Sete Gibernau rode a faultless race at South Africa today, passing early leader Troy Bayliss and holding off Valentino Rossi
in a fabulous final five lap showdown, that resulted in the Spaniard taking his second ever premier class victory, and a perfect tribute to his late team-mate Daijiro Kato.
Yesterday, Gibernau claimed a highly emotional first ever MotoGP
class pole position, less than a week after his team-mate Daijiro Kato
died of injuries sustained at the Japanese Grand Prix.
The weight on Gibernau's shoulders this weekend has been immense, and the Spaniard produced a performance that would have made the #74 proud as he outpaced Valentino Rossi
(making his 50th premier class start today), Max Biaggi (looking to become the highest ever GP points scorer, should he finish 11th or above) and Loris Capirossi
(who took Ducati's first GP podium since 1972 at Suzuka).

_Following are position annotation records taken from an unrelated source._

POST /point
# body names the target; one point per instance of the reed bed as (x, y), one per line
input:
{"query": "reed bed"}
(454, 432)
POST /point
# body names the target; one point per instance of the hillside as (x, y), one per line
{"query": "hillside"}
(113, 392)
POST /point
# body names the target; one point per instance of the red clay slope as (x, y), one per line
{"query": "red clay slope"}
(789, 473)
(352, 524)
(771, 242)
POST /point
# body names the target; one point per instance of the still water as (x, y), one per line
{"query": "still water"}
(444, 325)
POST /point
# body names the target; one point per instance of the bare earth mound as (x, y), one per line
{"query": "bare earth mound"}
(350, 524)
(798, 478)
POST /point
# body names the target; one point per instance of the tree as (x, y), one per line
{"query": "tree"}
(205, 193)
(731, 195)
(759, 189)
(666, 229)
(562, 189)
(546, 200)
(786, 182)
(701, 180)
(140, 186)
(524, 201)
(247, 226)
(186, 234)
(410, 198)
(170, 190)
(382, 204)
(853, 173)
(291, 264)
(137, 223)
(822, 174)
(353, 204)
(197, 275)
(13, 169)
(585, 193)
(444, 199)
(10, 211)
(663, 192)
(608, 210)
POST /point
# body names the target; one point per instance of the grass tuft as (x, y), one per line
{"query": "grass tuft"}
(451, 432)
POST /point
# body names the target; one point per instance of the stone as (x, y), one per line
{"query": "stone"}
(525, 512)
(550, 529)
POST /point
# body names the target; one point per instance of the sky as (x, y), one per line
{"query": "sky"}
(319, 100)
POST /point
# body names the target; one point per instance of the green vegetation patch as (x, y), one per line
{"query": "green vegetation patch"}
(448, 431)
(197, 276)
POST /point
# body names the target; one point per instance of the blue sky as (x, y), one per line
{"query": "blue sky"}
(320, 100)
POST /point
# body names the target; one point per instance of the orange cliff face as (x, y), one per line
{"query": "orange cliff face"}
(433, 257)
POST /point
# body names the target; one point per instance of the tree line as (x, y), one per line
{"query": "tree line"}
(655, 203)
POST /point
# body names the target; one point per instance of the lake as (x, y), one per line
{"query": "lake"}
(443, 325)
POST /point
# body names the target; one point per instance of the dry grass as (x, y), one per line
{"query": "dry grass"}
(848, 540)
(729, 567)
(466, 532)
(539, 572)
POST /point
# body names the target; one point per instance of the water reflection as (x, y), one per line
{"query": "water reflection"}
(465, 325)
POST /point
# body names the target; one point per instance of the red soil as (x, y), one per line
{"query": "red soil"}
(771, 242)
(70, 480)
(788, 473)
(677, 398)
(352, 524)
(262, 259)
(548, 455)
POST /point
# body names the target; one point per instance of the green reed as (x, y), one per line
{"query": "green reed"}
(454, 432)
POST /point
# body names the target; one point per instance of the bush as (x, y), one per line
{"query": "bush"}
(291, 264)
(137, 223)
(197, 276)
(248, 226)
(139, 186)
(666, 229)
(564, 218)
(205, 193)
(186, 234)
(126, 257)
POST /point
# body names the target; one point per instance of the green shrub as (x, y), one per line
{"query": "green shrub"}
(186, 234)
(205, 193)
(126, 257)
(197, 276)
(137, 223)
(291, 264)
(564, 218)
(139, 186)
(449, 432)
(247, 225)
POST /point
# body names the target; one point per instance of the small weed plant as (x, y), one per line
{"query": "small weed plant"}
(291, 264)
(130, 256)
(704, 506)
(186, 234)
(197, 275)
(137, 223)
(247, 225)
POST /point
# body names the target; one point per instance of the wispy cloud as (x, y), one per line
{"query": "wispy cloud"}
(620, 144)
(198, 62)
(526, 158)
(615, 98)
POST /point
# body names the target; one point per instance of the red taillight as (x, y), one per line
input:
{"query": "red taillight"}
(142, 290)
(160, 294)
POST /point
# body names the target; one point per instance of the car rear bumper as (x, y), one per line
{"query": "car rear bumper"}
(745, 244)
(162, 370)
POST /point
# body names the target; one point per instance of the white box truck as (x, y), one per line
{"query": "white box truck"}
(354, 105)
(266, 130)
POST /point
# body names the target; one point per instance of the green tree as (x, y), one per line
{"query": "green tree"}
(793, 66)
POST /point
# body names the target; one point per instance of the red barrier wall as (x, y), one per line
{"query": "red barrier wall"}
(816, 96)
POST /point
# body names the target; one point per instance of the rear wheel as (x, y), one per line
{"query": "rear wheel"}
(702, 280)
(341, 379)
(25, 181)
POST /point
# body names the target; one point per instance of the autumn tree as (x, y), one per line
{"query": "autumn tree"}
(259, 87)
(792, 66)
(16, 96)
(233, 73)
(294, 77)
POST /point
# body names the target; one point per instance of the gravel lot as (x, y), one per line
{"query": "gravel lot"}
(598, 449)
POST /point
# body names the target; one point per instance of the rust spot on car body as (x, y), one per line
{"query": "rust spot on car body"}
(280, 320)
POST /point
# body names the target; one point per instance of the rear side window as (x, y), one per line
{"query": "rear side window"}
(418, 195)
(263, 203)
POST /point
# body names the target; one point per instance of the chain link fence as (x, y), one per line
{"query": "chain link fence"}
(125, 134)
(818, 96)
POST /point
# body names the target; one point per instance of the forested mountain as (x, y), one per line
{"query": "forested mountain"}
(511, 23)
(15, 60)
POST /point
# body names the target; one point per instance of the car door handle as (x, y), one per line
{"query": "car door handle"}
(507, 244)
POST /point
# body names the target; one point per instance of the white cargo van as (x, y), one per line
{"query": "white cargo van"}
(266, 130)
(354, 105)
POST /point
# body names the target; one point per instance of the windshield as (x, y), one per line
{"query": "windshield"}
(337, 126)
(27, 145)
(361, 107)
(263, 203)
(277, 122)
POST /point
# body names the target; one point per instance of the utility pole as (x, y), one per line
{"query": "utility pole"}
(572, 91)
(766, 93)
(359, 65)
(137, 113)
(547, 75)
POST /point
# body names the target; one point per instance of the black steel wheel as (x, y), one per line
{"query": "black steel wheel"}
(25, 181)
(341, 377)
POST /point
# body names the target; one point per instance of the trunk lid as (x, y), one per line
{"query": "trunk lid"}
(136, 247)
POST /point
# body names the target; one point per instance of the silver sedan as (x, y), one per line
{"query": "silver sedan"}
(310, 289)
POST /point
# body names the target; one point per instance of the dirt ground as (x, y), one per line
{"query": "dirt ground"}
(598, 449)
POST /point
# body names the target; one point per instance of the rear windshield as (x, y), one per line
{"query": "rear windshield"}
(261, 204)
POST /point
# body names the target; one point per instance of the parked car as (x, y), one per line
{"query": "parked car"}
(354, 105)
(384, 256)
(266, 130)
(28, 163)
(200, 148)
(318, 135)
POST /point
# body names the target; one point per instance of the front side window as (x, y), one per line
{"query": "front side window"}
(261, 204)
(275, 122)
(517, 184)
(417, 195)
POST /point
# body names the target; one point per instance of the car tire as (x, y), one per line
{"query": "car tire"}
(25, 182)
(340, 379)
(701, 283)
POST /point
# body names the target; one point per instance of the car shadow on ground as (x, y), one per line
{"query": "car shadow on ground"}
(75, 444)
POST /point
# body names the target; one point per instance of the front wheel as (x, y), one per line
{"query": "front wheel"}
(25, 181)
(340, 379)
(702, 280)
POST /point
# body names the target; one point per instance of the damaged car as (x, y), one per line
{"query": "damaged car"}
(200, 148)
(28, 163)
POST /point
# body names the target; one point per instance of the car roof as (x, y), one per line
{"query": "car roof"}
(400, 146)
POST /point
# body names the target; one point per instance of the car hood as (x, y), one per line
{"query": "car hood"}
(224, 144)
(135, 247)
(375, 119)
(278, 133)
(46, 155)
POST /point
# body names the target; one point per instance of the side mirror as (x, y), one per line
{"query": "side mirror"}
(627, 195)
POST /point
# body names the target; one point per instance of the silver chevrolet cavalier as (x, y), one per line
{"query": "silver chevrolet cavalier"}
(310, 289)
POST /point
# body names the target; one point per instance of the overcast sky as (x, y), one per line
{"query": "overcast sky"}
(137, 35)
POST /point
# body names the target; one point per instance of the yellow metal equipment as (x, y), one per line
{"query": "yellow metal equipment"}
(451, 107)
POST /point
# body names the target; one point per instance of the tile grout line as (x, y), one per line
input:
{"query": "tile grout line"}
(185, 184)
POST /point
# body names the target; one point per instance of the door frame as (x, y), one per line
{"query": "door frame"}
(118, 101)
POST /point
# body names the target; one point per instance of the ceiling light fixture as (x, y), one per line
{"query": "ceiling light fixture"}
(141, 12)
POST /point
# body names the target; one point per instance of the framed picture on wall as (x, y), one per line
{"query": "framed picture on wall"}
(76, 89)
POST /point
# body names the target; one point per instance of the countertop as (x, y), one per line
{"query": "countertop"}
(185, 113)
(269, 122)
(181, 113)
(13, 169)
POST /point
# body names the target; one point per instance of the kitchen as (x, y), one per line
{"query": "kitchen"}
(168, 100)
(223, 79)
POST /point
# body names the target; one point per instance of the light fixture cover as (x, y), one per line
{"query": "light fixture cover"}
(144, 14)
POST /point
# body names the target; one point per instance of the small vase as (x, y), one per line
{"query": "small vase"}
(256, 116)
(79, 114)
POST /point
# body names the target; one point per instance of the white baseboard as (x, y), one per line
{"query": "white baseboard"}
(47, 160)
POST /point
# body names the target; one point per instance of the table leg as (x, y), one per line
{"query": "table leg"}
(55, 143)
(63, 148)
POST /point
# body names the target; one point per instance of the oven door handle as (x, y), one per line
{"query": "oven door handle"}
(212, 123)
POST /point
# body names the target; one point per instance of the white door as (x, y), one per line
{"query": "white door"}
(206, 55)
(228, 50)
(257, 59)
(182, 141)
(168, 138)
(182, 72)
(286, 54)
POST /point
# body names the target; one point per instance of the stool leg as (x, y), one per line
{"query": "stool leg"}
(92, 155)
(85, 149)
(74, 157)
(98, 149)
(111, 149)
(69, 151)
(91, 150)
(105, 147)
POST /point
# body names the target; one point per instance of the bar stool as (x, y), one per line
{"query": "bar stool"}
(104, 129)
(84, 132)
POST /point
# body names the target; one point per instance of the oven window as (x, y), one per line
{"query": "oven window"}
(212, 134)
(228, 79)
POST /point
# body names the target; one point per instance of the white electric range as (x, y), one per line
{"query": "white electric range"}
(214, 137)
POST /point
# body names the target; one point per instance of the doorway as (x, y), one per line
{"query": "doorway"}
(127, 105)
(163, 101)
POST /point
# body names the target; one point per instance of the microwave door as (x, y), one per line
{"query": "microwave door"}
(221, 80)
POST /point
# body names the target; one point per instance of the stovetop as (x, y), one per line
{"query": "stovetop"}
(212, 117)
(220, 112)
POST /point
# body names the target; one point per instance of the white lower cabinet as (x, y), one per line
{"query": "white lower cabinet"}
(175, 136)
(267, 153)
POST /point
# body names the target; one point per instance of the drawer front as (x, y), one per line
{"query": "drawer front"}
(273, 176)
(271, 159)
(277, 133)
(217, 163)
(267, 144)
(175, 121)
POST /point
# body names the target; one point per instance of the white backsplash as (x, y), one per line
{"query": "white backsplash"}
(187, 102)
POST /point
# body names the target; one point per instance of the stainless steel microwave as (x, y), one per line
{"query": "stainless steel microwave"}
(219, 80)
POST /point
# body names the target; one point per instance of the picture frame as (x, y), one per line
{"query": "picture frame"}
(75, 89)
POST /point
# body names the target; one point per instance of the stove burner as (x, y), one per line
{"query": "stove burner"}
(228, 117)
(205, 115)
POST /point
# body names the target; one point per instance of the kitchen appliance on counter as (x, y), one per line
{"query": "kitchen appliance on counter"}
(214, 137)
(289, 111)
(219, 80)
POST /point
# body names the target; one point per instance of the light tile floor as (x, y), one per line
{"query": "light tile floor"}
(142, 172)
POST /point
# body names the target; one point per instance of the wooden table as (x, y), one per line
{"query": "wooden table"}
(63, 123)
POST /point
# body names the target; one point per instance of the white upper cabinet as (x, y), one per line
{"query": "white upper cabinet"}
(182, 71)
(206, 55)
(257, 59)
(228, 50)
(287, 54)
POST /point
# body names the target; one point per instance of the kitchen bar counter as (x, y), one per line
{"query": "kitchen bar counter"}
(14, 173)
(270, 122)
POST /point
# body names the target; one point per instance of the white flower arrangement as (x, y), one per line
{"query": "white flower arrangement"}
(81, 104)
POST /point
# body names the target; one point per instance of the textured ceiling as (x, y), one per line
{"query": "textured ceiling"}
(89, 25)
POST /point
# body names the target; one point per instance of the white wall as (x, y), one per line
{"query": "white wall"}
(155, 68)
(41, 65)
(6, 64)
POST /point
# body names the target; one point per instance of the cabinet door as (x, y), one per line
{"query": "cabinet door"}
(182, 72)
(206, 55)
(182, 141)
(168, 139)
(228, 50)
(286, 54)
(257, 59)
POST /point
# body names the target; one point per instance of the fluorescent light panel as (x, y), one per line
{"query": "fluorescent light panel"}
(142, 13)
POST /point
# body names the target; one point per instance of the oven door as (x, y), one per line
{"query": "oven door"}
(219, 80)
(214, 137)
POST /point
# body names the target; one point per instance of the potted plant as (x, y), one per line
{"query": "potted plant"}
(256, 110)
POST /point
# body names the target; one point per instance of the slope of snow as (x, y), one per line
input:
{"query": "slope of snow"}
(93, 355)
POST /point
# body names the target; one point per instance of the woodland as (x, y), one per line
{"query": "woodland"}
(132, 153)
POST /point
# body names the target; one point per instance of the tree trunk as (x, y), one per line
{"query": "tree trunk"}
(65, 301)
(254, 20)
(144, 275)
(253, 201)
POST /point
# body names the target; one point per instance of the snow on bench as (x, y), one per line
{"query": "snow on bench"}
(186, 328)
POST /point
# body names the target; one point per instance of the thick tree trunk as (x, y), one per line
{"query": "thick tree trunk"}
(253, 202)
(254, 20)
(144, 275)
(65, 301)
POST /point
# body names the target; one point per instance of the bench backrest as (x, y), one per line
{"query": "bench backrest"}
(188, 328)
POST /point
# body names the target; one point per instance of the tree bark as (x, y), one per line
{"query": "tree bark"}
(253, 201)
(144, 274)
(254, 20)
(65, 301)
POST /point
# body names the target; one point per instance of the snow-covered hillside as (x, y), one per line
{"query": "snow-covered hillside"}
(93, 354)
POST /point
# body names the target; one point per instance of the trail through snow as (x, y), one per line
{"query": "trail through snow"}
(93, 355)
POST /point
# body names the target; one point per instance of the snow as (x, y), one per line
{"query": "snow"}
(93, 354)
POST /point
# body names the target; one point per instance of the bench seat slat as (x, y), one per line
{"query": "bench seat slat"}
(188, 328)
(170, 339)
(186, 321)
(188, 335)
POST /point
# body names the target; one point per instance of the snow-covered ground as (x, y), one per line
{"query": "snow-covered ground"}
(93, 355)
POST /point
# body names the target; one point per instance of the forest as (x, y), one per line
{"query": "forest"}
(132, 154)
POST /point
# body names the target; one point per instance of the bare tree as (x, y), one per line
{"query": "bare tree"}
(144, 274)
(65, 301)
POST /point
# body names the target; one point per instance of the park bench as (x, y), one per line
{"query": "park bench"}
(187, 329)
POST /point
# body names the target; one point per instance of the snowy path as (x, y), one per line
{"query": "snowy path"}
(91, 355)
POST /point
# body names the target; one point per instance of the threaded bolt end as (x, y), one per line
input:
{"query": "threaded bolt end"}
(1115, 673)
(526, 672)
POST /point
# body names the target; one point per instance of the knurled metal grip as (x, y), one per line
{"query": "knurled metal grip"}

Meanwhile, Rossi, Biaggi and Capirossi were also looking to claim Italy's 150th premier class victory, which would put them level with current record holders America.
Fifth placed Nakano was delighted with his top Yamaha accolade, while Edwards and former WSBK
rival Bayliss looked ready to shake up the established stars today, starting from eighth and ninth respectively.
But before the grid lined up, the GP paddock - as well as fans at Welkom and around the world - held a minute silence to remember Daijiro Kato.
In what was naturally a highly emotional moment, Gibernau and the Telefonica Movistar team stood together with a pit board paying tribute to their fallen comrade, while Team Boss Fausto Gresini held one of Kato's helmets, complete with a picture of the #74 in action attached to the visor.
With their respects paid, the riders began the difficult task of getting back into 'race mode' - just as lifelong racer Kato would have wanted - and the grid soon assembled, ready for the 2.00pm (local time) start, under the intense African sun.
With the riders anxiously waiting for the lights to disappear, the start was red flagged with just seconds to go when it became apparent that Kenny Roberts' Suzuki had blown-up on the warm-up lap, depositing what turned out to be a huge amount of oil on the circuit.